La mission accomplie de Pascaline Derrick

Elle connaît l’endroit comme sa poche. Pascaline vient se balader dans les collines d’Hollywood depuis qu’elle a 3 ans. A son tour, la militante franco-américaine apprécie souvent d’emmener ses enfants prendre l’air au-dessus de la ville. La promenade à travers les rues sinueuses de Beachwood Canyon respire aujourd’hui la bonne humeur : depuis quelques heures, Pascaline sait que ses semaines de mobilisation ont compté. L’association qui l’emploie – Trust for Public Land – a réussi à réunir les 12 millions de dollars pour que la ville puisse racheter le terrain qui surplombe les lettres Hollywood et les protéger des promoteurs immobiliers. « Tous les donateurs ont voulu que le panneau reste immaculé. Il est le symbole de Los Angeles, des studios, du rêve de tous les artistes à travers le monde. Quand vous évoquez le signe Hollywood, l’imagination galope et tout devient possible », s’enthousiasme-t-elle.

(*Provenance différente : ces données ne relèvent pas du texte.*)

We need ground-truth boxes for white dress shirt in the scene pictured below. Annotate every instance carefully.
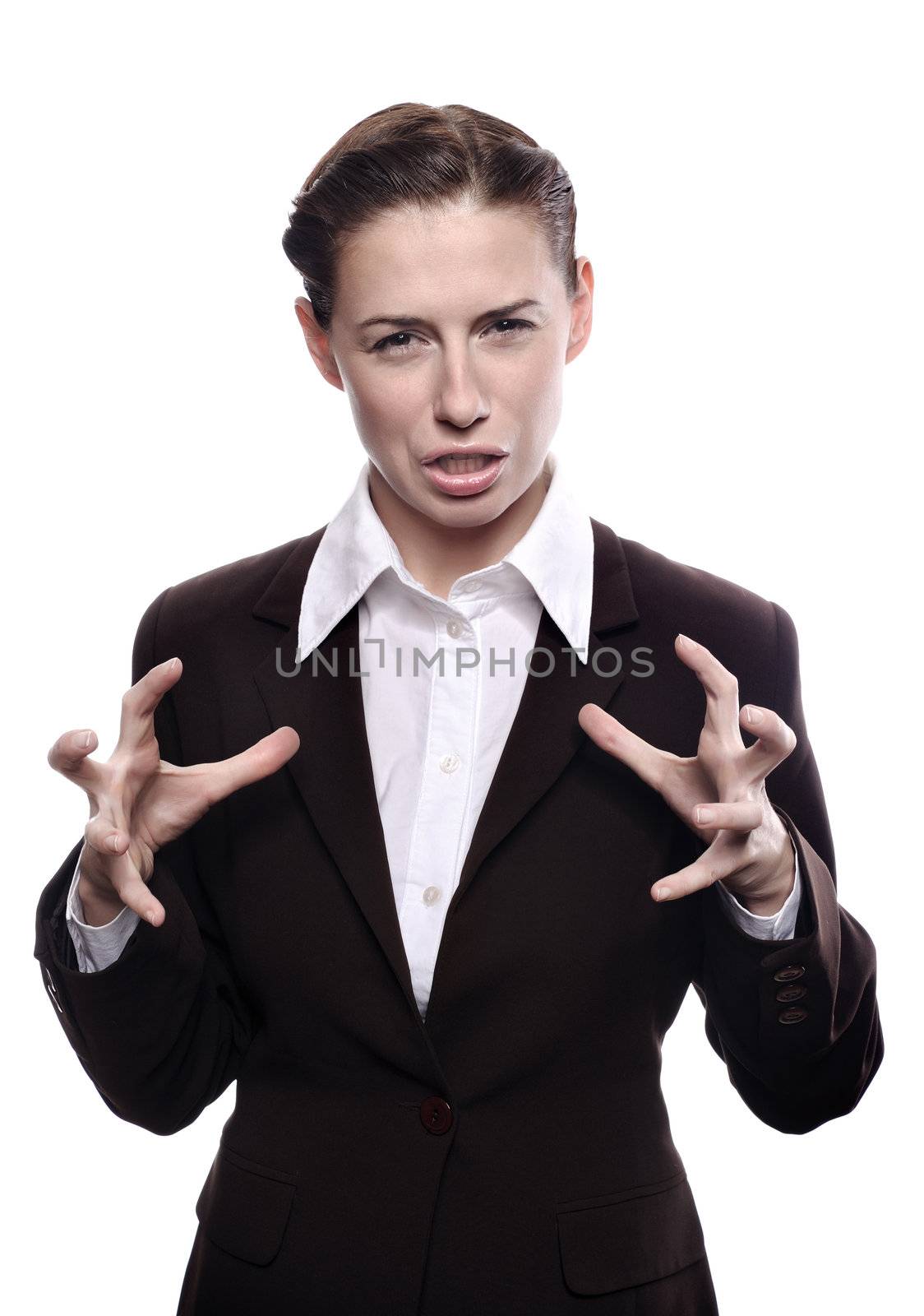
[66,452,802,1016]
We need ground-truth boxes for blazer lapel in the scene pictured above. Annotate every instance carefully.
[252,517,639,1018]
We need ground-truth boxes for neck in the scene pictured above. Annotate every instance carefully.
[368,462,550,599]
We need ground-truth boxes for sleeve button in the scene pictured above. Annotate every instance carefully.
[773,965,806,983]
[777,1005,808,1024]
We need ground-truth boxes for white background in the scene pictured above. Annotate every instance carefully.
[0,0,924,1316]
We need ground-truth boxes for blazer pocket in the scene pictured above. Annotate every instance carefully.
[556,1169,705,1294]
[196,1147,296,1266]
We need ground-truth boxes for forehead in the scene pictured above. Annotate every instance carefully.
[337,202,556,320]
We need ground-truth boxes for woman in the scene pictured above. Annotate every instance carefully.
[35,104,883,1316]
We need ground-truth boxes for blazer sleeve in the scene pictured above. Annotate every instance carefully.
[694,603,883,1133]
[35,587,254,1134]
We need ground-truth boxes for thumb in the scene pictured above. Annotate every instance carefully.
[208,726,302,803]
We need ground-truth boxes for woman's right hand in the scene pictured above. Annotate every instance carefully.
[49,658,298,928]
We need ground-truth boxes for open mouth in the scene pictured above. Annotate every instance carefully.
[427,452,500,475]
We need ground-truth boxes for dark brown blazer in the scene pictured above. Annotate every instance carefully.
[35,521,883,1316]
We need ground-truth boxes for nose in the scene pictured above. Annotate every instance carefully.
[433,347,491,429]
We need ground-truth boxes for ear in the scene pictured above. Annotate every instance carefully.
[295,298,344,391]
[565,255,594,364]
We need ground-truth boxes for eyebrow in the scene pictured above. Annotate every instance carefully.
[357,298,543,329]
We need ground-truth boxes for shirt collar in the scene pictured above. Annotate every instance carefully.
[298,452,594,662]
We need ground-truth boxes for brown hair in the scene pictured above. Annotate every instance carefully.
[282,101,576,331]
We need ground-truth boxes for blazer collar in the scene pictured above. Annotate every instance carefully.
[252,494,639,1036]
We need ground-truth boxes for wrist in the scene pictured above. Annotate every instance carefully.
[738,833,795,917]
[77,873,125,928]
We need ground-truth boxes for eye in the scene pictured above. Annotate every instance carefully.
[372,329,413,357]
[490,320,533,338]
[372,320,534,357]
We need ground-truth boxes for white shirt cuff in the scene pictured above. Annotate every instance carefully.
[64,850,141,974]
[716,846,802,941]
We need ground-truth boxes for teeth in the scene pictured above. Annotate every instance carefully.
[437,452,493,475]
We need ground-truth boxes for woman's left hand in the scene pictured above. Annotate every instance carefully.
[578,636,797,913]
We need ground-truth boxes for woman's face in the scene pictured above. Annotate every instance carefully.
[296,204,594,529]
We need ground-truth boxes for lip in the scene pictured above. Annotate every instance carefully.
[420,443,510,466]
[421,449,508,498]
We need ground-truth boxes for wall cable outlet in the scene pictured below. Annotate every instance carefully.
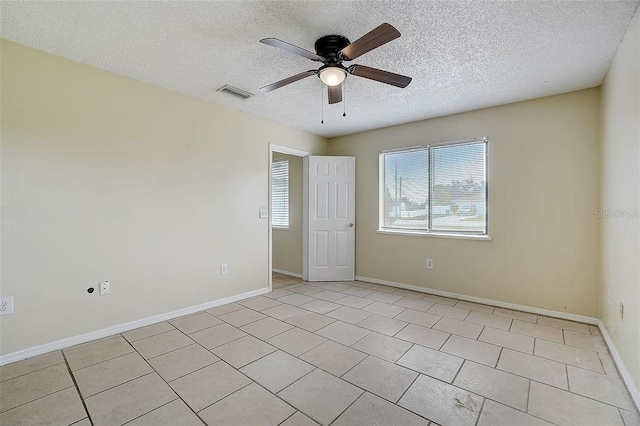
[0,296,13,315]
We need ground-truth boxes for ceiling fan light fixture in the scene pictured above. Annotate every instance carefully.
[319,67,347,86]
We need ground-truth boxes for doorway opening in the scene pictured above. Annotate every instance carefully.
[269,144,311,290]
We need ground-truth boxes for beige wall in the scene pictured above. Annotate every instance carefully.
[0,41,326,354]
[329,89,601,316]
[600,7,640,388]
[271,152,302,275]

L’ascension prend fin dans un cul de sac sur Mullholand Drive – l’adresse secrète pour s’approcher le plus près possible des gigantesques lettres. Une fois un petit portail franchi et les barrières bravées, la vue est saisissante. On suit Pascaline à l’aise en talons sur les sentiers. « D’ici on voit très bien Downtown et jusqu’à l’océan. On peut monter encore un peu mais impossible de s’approcher tout près des lettres qui sont gardées. Une sirène retentirait et de la peinture serait projetée automatiquement ». Ces neuf lettres de 14 mètres de haut font figure de monument historique et sont protégées en tant que telles depuis que la ville de Los Angeles s’occupe de leur entretien.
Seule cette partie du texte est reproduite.